Drawing on a “multiple secularities” perspective, I explore how a diverse spectrum of Protestant communities—ranging from traditional Lutherans to neo-charismatic groups—skillfully navigate this state-supervised landscape. By utilizing multiculturalism policies to secure space within a competitive “religious market,” these actors engage in “place-making from below.” Through the act of renting the secularized hall for Sunday worship, they reclaim the building’s “original” spiritual purpose while strategically incorporating state narratives of multiculturalism into their own religious practices.
This case study reveals the Kircha as a contested space where top-down narratives of Muslim-led tolerance intersect with vernacular religious persistence. It demonstrates how heritage can simultaneously function as a tool to manage social fractures and a site where polarized identities—secular vs. religious, national vs. communal—are negotiated through the very stones of the city.
Abstract
The spiritual consciousness of the 12th-century Sufi cleric Khoja Ahmad Yasawi spans hundreds of years of Central Eurasian history, among other things informing more than five hundred anti-colonialist and later anti-Soviet popular rebellions. The collapse of the Soviet Union brought a revival of Islamic discourse and thus an unprecedented opportunity for a public discussion of this thinker’s legacy. The discussion did not occur solely within a religious context. It also took place in secular institutions – in universities and publishing houses, in cultural organizations and mass media – as scholars sought to rescue Islamic tradition from decades of official campaigns against “religious obscuritanism.” They rethought Yasawi as a philosophical name to stand alongside Al-Farabi, Avicenna, and Al-Khwarizmi.

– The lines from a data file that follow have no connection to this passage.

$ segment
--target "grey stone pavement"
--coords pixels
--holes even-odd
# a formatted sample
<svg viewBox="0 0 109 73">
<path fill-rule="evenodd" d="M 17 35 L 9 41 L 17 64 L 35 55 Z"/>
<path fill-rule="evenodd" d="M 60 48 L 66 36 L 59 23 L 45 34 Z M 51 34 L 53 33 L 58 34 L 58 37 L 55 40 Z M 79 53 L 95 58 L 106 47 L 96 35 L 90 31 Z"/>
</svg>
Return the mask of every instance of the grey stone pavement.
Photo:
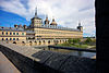
<svg viewBox="0 0 109 73">
<path fill-rule="evenodd" d="M 3 42 L 3 41 L 0 41 L 0 45 L 9 47 L 12 50 L 14 50 L 14 51 L 16 51 L 16 52 L 19 52 L 23 56 L 26 56 L 26 57 L 28 57 L 33 60 L 39 61 L 37 58 L 32 57 L 32 54 L 40 51 L 41 49 L 35 49 L 35 48 L 28 47 L 28 46 L 17 46 L 17 45 L 14 45 L 14 44 L 7 44 L 7 42 Z"/>
<path fill-rule="evenodd" d="M 21 73 L 2 52 L 0 52 L 0 73 Z"/>
</svg>

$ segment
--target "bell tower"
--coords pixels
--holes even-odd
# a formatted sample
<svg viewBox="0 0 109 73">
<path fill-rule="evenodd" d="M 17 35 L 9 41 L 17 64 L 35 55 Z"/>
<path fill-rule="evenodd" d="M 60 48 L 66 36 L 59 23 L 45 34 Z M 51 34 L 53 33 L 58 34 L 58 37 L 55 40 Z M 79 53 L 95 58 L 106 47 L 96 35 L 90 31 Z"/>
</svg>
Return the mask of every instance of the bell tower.
<svg viewBox="0 0 109 73">
<path fill-rule="evenodd" d="M 37 8 L 35 9 L 35 16 L 31 21 L 31 27 L 40 27 L 43 25 L 43 20 L 37 16 Z"/>
</svg>

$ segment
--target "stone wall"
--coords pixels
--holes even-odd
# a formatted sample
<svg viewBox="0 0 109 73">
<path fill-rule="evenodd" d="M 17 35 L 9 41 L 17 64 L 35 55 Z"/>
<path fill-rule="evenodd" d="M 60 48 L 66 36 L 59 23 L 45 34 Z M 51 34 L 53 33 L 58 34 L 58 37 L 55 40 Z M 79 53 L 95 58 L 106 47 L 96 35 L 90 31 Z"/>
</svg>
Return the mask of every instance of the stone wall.
<svg viewBox="0 0 109 73">
<path fill-rule="evenodd" d="M 37 49 L 38 50 L 38 49 Z M 2 51 L 22 73 L 95 73 L 96 61 L 59 52 L 0 44 Z"/>
</svg>

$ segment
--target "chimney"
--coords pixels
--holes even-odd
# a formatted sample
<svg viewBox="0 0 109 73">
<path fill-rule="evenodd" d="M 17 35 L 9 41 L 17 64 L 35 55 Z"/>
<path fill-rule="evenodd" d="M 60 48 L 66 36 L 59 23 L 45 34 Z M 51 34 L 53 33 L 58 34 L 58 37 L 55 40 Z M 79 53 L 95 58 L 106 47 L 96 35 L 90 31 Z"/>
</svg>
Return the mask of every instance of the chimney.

This paper investigates the circumstances behind the first secular work on Islam to be produced by the post-Soviet RK Ministry of Education: "The Spiritual Heritage of Yasawi" by Aidar Abuov. Published thirty years ago under the title Духовное наследие Яссавы, the book was received as a landmark in the young nation’s effort to take ownership of its religious history as it emerged from more than seventy years of official state atheism. When situated in the context of secular Islamic studies, and of Central Eurasian studies as a whole, it can be seen as the beginning of an emic scholarship, “writing tradition from within.” The book was translated into English in 2024 and is searchable globally on WorldCat.
The paper will be co-presented by the book’s author, now a professor at the Kazakh University of Business and Technology in Astana, and by his English-language translator, Dr. George Rueckert of KIMEP University in Almaty. Although intended as an individual paper, it may also contribute to scholarship-in-progress forums, insofar as it draws from on-going research, including contemporary interviews with Abuov and his original collaborators and editors and a literature review of the book’s 1990s reception and commentary. "The Spiritual Heritage of Yasawi" was the first major scholarly attempt to redefine the place of Islam within Central Eurasian intellectual life, treating Yasawi as both a religious and a national figure and rethinking the Sufi tradition as an integral component of the region’s cultural identity. In tracing how the book took shape through the late-Soviet and early independence periods, our paper sheds light on broader processes: the revaluation of Sufi tradition, the search for national cultural foundations, and the emergence of an emic tradition of scholarship on Islam.